Nel 2019 avevo fatto in tempo anche a percorrere a remi il Great Pacific Garbage Patch, quell'enorme ammasso di plastica che le correnti stanno formando nell'oceano Pacifico, al largo degli Stati Uniti d'America. Poi nel 2020 stavo per partire per il Nilo, che ha un legame stretto anche con il nostro Mediterraneo, quando è scoppiata la pandemia. Mi sono dovuto mettere in pausa. Ma non per questo il progetto si ferma: navigare è solo uno dei tanti modi per comunicare alla gente, si può agire anche parlando, raccontando, portando la propria testimonianza. È quello che stiamo cercando di fare anche in questi giorni.



Inquinamento nel Great Pacific Garbage Patch - foto Alex Bellini​

Alex, per finire, ti definisci ancora esploratore? O preferisci essere chiamato ambientalista?
Oggi mi definisco eco-esploratore, ma capisco che sia una tautologia... però mi piace sempre il concetto di esploratore che viaggia per acquisire conoscenze e poi diffonderle al mondo. Da sempre l'esploratore ha un ruolo di pioniere, di capofila, di trasmettitore di un messaggio: ecco, in questo senso mi sento esploratore nel profondo del cuore, e non cambia molto se esploro un fiume inquinato o una landa desolata. 
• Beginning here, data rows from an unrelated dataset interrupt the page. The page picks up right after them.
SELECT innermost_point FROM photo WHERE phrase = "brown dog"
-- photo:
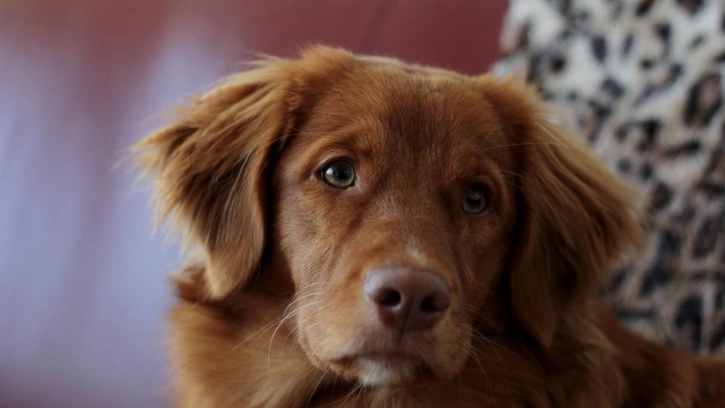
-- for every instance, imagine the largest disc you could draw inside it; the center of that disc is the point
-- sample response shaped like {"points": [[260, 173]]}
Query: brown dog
{"points": [[381, 234]]}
Viaggiare è quindi importante per conoscere.
Di più: è indispensabile. Anche perché viaggiare significa conoscere, conoscere significa comprendere, comprendere significa prendersi cura e difendere. Un conto è leggere di Tuvalu e del fatto che queste isole pacifiche siano a poco a poco sommerse dall'innalzamento degli oceani, dovuto al cambiamento climatico. Un altro conto è andarci, vederlo con i tuoi occhi, poterlo raccontare, diventarne ambasciatore.

C'è un luogo al mondo che ti è rimasto particolarmente "dentro"?
Senz'altro. È il ghiacciaio nei pressi di Ilulissat, nella Groenlandia nordoccidentale. Sono stato lì con la mia famiglia, è uno spettacolo che non dimenticheremo mai. Un'enorme massa di ghiaccio che si riversa in mare davanti ai tuoi occhi e da cui ogni giorno si staccano decine di iceberg. Tutto avviene davanti a te, in una sola fotografia: la neve che diventa ghiaccio, il ghiaccio che si scoglie in mare, il ciclo degli elementi che continua. Uno spettacolo straordinario. 

INFORMAZIONI
- Il sito web di Alex Bellini è alexbellini.com; quello di 10 Rivers 1 Ocean www.10rivers1ocean.com.